Nia juga menceritakan bahwa saat Gus Dur masih ada, setiap ada persoalan yang dihadapi oleh masyarakat dan juga para aktivis, maka mereka akan mengadu kepada Gus Dur. Mulai dari persoalan pertambangan, HKBP, agama lokal, semuanya mengadunya kepada Gus Dur. Tapi saat ini sulit sekali menemukan sosok seperti Gus Dur yang kemampuannya lengkap dan selalu responsif; serasa punya jawaban bagi semua persoalan.

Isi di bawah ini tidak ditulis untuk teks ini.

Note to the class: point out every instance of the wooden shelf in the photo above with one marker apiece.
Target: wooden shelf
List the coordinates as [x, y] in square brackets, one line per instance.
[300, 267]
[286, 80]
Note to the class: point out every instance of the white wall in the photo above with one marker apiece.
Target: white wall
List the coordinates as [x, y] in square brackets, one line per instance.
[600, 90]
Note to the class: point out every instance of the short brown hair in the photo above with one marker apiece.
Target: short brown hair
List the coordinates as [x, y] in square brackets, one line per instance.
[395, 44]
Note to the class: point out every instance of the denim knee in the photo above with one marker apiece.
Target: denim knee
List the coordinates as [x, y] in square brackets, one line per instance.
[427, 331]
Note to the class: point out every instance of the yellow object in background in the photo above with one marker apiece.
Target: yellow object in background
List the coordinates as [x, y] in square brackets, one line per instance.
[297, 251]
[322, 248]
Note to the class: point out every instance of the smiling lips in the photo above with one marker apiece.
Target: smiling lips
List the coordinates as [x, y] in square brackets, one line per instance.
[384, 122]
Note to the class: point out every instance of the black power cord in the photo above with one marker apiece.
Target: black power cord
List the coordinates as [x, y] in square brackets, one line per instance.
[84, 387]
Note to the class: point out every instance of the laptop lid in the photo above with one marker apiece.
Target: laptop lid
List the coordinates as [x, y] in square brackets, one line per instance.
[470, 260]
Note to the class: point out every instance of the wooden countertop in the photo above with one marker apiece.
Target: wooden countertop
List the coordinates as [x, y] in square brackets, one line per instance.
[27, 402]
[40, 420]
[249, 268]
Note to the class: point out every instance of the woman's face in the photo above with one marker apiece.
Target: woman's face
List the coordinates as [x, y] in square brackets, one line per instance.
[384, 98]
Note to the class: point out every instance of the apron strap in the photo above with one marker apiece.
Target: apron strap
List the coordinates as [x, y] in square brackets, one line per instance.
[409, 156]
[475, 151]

“Dengan isu keagamaan yang semakin gaduh saat ini, isu sosial yang semakin karut marut, isu kekerasan atas nama agama yang semakin menjamur di pelosok negeri. Terus terang, saya sering merindukan sosok Gus Dur,” ungkap Nia.
Nia pun berharap, Gusdurian yang tidak identik dengan NU, tidak identik dengan Jawa, tidak identik dengan kesukuan tertentu dan agama tertentu, akan terus menghidupkan ideologi dan pemikiran Gus Dur, sebab Gusdurian itu adalah kita, yang ber-Bhinneka Tunggal Ika.
“Gus Dur boleh saja tidak ada, tapi yang penting masih ada Gusdurian,” tegas Nia. (Lutfi/Yudhi)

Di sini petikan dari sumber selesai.